A broad area of low pressure is expected to develop in the Gulf of Mexico over the next five days.
If it becomes organized, it has the potential of becoming the first named storm of the 2022 Atlantic Hurricane season.
In a Sunday morning advisory, the US National Hurricane Center gave the area a 30% chance of formation over the next five days.
It comes as Hurricane Agatha formed in the Eastern Pacific basin.
The NHC said the area of low pressure could form over the southwestern Gulf of Mexico, or northwestern Caribbean Sea, by the middle of the week.
“Some gradual development is possible thereafter while the system drifts generally eastward or northeastward,” the NHC has said.
Saturday night, Hazard Management Cayman Islands said it could form from the remnants of Agatha.

Hurricane Agatha is about 200 miles west south west of Puerto Angel, Mexico, and is registering maximum sustained winds of 75 miles per hour.
Additional intensification is anticipated until it makes landfall on Monday, the NHC said.
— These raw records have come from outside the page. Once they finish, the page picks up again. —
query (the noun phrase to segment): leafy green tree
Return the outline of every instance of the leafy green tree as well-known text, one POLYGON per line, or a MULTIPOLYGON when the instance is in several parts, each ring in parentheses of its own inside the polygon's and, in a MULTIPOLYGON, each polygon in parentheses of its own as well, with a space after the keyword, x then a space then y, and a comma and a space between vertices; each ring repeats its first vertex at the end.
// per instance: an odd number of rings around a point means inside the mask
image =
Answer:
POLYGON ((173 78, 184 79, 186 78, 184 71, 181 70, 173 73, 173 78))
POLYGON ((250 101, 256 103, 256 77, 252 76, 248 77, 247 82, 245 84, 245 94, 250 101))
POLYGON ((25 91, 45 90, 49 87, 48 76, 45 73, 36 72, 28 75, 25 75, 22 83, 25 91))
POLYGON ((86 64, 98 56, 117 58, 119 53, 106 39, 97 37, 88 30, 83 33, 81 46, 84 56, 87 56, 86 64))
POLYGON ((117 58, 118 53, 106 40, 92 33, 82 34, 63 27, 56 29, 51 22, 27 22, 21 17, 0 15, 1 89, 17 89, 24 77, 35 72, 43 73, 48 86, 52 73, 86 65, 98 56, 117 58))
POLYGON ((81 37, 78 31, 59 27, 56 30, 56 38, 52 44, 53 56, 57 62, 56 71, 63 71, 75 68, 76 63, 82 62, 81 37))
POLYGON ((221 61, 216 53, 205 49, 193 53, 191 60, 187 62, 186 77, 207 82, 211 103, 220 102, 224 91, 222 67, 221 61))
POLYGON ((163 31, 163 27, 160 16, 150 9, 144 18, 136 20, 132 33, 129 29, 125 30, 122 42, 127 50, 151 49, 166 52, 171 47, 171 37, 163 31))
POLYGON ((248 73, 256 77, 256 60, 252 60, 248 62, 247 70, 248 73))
“Agatha is moving toward the north-northwest near 3 miles per hour. A turn toward the northeast is expected later [Sunday,] with a slow motion toward the northeast continuing through Monday night. On the forecast track, the center of Agatha will approach the southern coast of Mexico later [Sunday] and make landfall there on Monday,” the NHC said in a forecast.
Hurricane-force winds extend outward up to 20 miles from the center, and tropical-storm-force winds extend outward up to 80 miles from the centre.